I went to a meeting at my daughter’s middle school on Monday that I really didn’t want to go to. No, she hadn’t done anything bad that triggered a sit-down with the principal. Her teachers all love her every bit as much as she loves school. (Lucky, right?) This particular meeting, you see, was the annual “Human Sexuality Parent Information Night.”
This sex-ed stuff makes us parents more uncomfortable than our kids, I’ve realized. Maybe we know too much. We have too much “perspective,” and we fill in all the little details in ways our tweens never do. Whatever the reason, I found myself sitting in a standard-issue middle school chair (too small for my 6-foot-6-inch frame), shuffling my feet and fidgeting like a grade schooler at 2:50 in the afternoon, 10 minutes before the bell.
I want my little girl to grow up. And I really, really don’t want her to grow up. I need her to understand human sexuality. And I’d do anything to keep her from ever finding out what HPV stands for. I guess you could say I’m a pretty average dad.

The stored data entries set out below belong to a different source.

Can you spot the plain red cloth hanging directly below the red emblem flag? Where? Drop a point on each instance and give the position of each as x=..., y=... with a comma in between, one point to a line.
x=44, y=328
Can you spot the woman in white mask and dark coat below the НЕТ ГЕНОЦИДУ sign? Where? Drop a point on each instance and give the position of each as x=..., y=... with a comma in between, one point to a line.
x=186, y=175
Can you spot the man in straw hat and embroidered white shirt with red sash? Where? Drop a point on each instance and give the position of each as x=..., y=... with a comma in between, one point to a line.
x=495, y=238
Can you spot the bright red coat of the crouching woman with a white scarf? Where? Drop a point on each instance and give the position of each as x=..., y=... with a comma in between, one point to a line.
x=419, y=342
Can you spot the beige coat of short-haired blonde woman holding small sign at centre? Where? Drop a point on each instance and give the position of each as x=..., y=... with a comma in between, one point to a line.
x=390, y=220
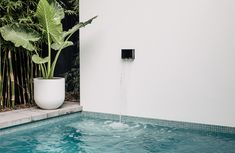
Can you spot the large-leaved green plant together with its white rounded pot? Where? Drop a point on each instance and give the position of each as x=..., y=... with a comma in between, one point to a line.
x=49, y=91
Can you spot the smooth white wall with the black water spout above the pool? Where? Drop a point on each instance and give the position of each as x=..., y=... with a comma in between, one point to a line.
x=185, y=59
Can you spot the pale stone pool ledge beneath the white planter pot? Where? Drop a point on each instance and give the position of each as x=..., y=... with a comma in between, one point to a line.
x=22, y=116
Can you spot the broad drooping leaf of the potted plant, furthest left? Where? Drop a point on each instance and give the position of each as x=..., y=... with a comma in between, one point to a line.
x=20, y=36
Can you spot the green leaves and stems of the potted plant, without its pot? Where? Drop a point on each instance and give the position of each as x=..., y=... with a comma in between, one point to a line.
x=49, y=16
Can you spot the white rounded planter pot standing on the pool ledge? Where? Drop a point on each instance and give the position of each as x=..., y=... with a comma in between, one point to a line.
x=49, y=93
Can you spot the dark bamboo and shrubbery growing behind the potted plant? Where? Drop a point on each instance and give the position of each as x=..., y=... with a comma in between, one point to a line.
x=16, y=68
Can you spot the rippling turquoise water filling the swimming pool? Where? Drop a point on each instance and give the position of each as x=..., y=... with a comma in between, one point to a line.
x=82, y=134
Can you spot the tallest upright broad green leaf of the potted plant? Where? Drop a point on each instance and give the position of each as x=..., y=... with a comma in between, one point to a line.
x=50, y=16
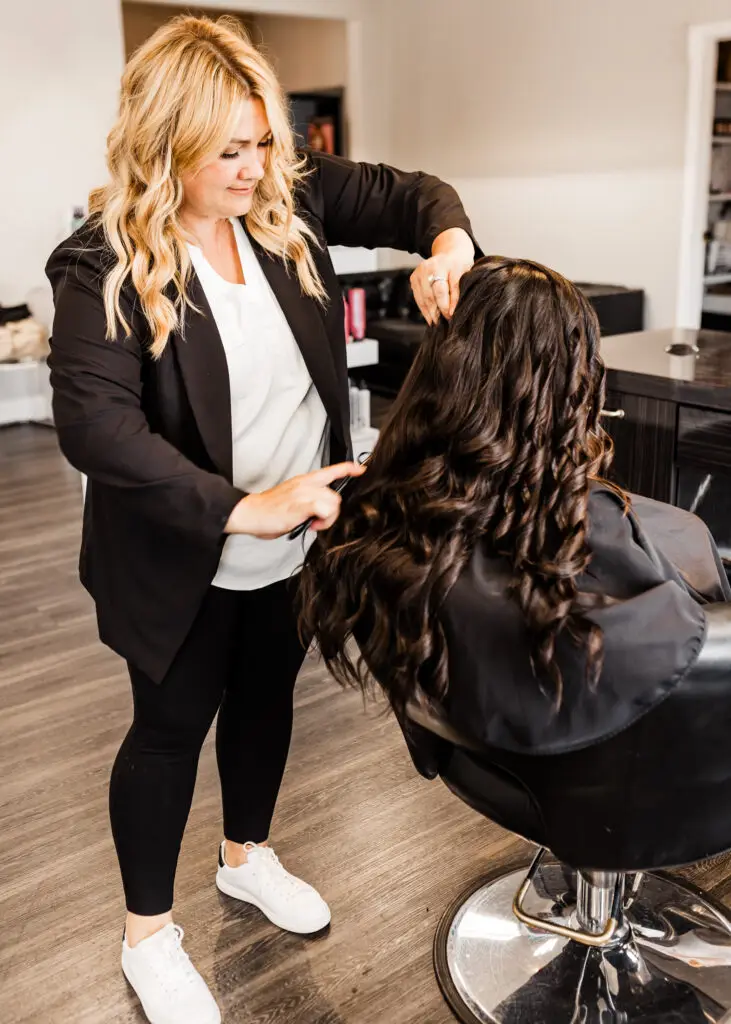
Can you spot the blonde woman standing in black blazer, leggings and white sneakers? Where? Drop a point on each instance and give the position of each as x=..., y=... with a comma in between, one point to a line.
x=200, y=382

But none of us average dads are raising our kids in an average world anymore, are we? The stuff our kids find out about sex rarely has anything to do with textbook diagrams and kindly, occasionally embarrassed instruction coming from science teachers. Indeed, a lot of it comes from decidedly unembarrassed (brazen, really) screenplays and teleplays, splashed across large and small screens. It comes from songs and video games. It comes from the radio and racy novels.
And quite a lot of it shouts, “Wouldn’t it be cool to hook up sooner rather than later? Shouldn’t you give this thing called love a shot—soon!? Couldn’t you ignore your dear old dad for a while and get a real life? A real relationship? Some real spice?”

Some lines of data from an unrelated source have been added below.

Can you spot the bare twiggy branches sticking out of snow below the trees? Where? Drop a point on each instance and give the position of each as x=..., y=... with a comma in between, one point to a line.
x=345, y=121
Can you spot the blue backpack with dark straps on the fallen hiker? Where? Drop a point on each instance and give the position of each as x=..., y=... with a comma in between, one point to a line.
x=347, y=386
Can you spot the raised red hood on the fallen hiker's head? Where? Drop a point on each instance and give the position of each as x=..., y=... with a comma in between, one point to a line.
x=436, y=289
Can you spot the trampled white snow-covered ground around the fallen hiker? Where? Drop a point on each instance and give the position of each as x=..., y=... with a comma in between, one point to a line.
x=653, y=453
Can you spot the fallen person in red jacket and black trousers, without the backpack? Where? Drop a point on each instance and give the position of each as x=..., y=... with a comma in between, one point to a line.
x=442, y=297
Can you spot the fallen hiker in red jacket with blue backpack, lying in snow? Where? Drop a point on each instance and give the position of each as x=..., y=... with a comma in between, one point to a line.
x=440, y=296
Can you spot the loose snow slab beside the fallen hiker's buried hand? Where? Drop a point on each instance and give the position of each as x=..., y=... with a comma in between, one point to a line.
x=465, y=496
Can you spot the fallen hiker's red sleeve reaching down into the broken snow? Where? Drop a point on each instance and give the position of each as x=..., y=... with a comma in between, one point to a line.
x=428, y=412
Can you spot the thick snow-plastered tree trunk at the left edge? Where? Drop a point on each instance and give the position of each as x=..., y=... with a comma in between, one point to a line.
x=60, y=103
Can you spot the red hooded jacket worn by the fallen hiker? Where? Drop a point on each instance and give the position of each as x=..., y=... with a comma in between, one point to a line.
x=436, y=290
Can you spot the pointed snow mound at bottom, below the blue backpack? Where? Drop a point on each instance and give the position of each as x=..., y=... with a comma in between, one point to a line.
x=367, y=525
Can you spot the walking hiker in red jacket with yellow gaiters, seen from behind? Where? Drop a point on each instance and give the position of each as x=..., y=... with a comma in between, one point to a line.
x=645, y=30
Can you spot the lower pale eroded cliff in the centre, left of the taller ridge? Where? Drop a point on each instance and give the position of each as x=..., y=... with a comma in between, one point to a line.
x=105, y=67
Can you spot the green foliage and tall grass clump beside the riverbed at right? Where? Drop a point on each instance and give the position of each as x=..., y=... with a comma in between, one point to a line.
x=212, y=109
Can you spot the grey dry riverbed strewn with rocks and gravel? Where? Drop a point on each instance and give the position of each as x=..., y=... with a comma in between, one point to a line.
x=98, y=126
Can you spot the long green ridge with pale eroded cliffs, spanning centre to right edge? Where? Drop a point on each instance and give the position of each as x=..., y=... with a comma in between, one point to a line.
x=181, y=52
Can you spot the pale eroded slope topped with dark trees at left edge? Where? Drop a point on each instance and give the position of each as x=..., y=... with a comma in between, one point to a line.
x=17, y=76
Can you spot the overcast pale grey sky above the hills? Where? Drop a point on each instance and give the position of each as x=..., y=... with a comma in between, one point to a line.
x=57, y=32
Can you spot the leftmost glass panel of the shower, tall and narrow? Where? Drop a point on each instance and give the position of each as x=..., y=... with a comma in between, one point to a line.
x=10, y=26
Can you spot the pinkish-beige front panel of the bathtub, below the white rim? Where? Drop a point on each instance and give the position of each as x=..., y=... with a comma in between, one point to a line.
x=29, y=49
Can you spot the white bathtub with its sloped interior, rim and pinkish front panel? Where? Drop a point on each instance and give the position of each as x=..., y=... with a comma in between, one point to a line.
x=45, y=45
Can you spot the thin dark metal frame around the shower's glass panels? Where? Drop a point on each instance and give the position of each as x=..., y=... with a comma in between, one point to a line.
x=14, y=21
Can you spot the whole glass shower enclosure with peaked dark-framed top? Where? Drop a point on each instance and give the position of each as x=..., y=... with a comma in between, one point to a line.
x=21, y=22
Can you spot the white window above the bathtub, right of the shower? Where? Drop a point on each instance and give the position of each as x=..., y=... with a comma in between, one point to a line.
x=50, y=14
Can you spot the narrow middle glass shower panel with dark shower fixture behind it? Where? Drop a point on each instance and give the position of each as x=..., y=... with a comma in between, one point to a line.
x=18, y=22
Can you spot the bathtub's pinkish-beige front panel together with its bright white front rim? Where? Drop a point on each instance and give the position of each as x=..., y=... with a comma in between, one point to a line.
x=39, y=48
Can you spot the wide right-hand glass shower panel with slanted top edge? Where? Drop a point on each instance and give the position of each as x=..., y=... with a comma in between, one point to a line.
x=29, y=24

Of course it never really works out the way our entertainment culture wants us to think it will. And that goes double for tweens who are trying to live up to the lifestyles of the racy and raw. We published this Culture Clip on Monday:
Adolescents who begin dating in middle school are four times more likely to eventually drop out of school and twice as likely to use alcohol, marijuana and tobacco as their peers. They’re also more likely to struggle in their study skills, according to new research from the University of Georgia. Study author Pamela Orpinas, a professor at the school’s College of Public Health and head of the Department of Health Promotion and Behavior, followed 624 students from 6th to 12th grade at six schools in northeast Georgia. She says of her team’s findings, “A likely explanation for the worse educational performance of early daters is that these adolescents start dating early as part of an overall pattern of high-risk behaviors.” Orpinas says her research suggests that “dating should not be considered a rite of passage in middle school.”
All I can think is maybe those kids don’t have an average dad who goes to Human Sexuality Parent Information Night. It wasn’t much that I did, mind you. I showed up at a meeting. I had another small, incremental “talk” with my girl after breakfast the next morning. I let her know that if she was going to insist on keeping on growing up, then I was going to insist on keeping on caring about how she grew up.
But maybe that sort of averageness is enough. And if it is, then I guess we need a whole lot more averageness these days.